The cuts affect existing patients as well as new referrals. If existing patients have already begun a cycle of IVF, they can complete it, but no further treatment would be offered after that. An IVF cycle is defined as the transfer of all fresh and frozen embryos resulting from that IVF cycle.
Susan Seenan, co-chair of campaign group Fertility Fairness said: ‘‘This is terrible news for patients and for NHS fertility services in England. These 4 Cheshire CCGs were among the best in the country: they were among the minority of England’s CCGs that offered 3 full cycles of IVF as recommended by the National Institute for Health and Care Excellence. Six weeks ago, Scotland introduced the gold standard of fertility care: 3 full cycles of IVF for all eligible women under 40; it is a national disgrace that now just 13 per cent of England’s CCGs offer 3 full NHS-funded IVF cycles.’
Sarah Norcross, co-chair of Fertility Fairness, said: ‘We urge the UK Government and NHS England to stop this trend of disinvestment in NHS fertility services, and to commit to improving access to fertility treatment for people in England. Fertility Fairness urges the rest of the UK to follow the Scottish Government’s lead, and to take immediate action to stop the rationing of fertility treatment.’
Fertility Fairness’ updated 2016 audit of England’s 209 CCGs shows a marked reduction in access to NHS-funded IVF, with potential further cuts ahead. Five CCGs have decommissioned NHS IVF and provide 0 cycles (2.4 per cent); 61.2 per cent offer just 1 NHS IVF cycle; 23.4 per cent provide 2 NHS IVF cycles and just 12.9 per cent follow national guidance and offer 3 NHS-funded IVF cycles.

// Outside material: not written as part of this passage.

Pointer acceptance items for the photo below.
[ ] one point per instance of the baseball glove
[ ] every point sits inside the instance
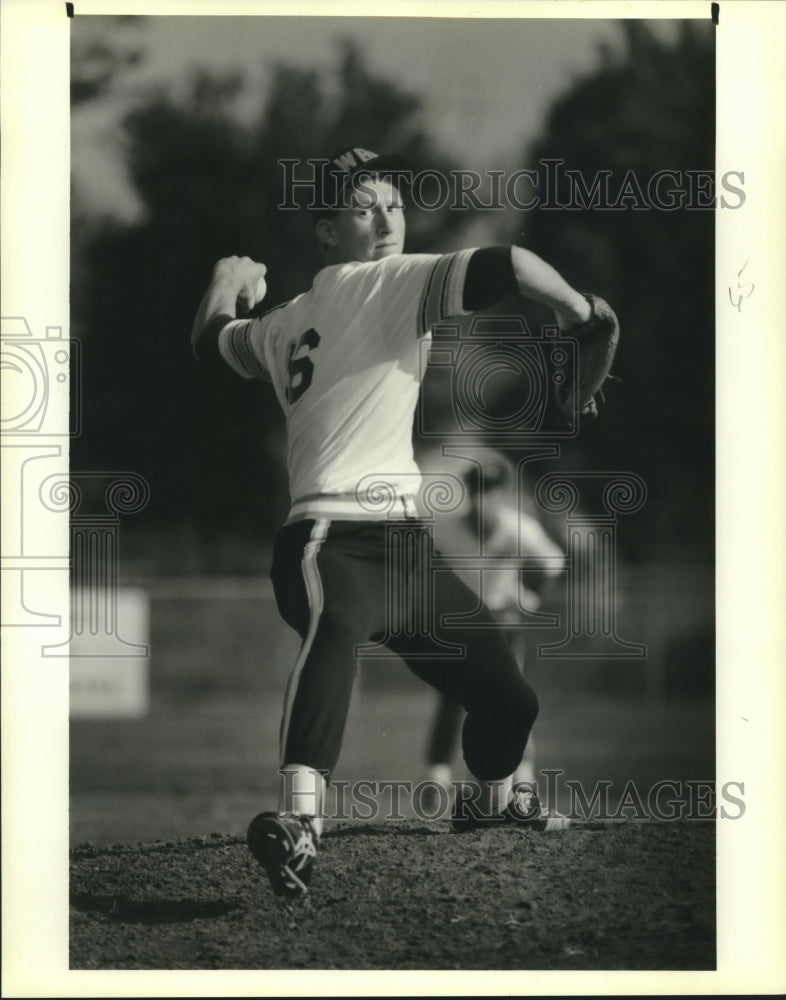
(575, 394)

Approaching one in ten CCGs (7 per cent) are currently consulting on reducing or decommissioning NHS fertility treatment.

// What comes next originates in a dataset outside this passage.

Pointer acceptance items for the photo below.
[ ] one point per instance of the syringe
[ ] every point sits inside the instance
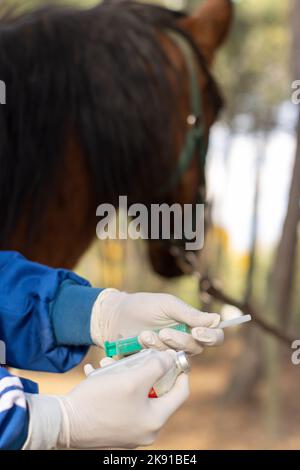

West Cheshire CCG states eligible women aged 23-39 will receive 2 IVF ‘treatments’. This means that initially women will be offered 6 cycles of intrauterine insemination (IUI) and, if this is not successful, they will be offered 1 IVF cycle (which includes the transfer of all fresh and subsequent frozen embryos); women who are not clinically eligible for IUI will be offered 2 IVF cycles.
Further restrictions include:
additional restrictions around BMI and smoking status for male partners (the restrictions currently apply only to female partner);
the eligibility threshold for IVF for period of trying to conceive to be increased from 2 years to 3 years for unexplained infertility (age to be taken into account);
stopping routine funding of surgical sperm recovery, individual funding request for patients with genetic conditions;
stopping routine funding of donor oocyte cycle;
stopping routine funding of sperm insemination unless part of an IVF cycle.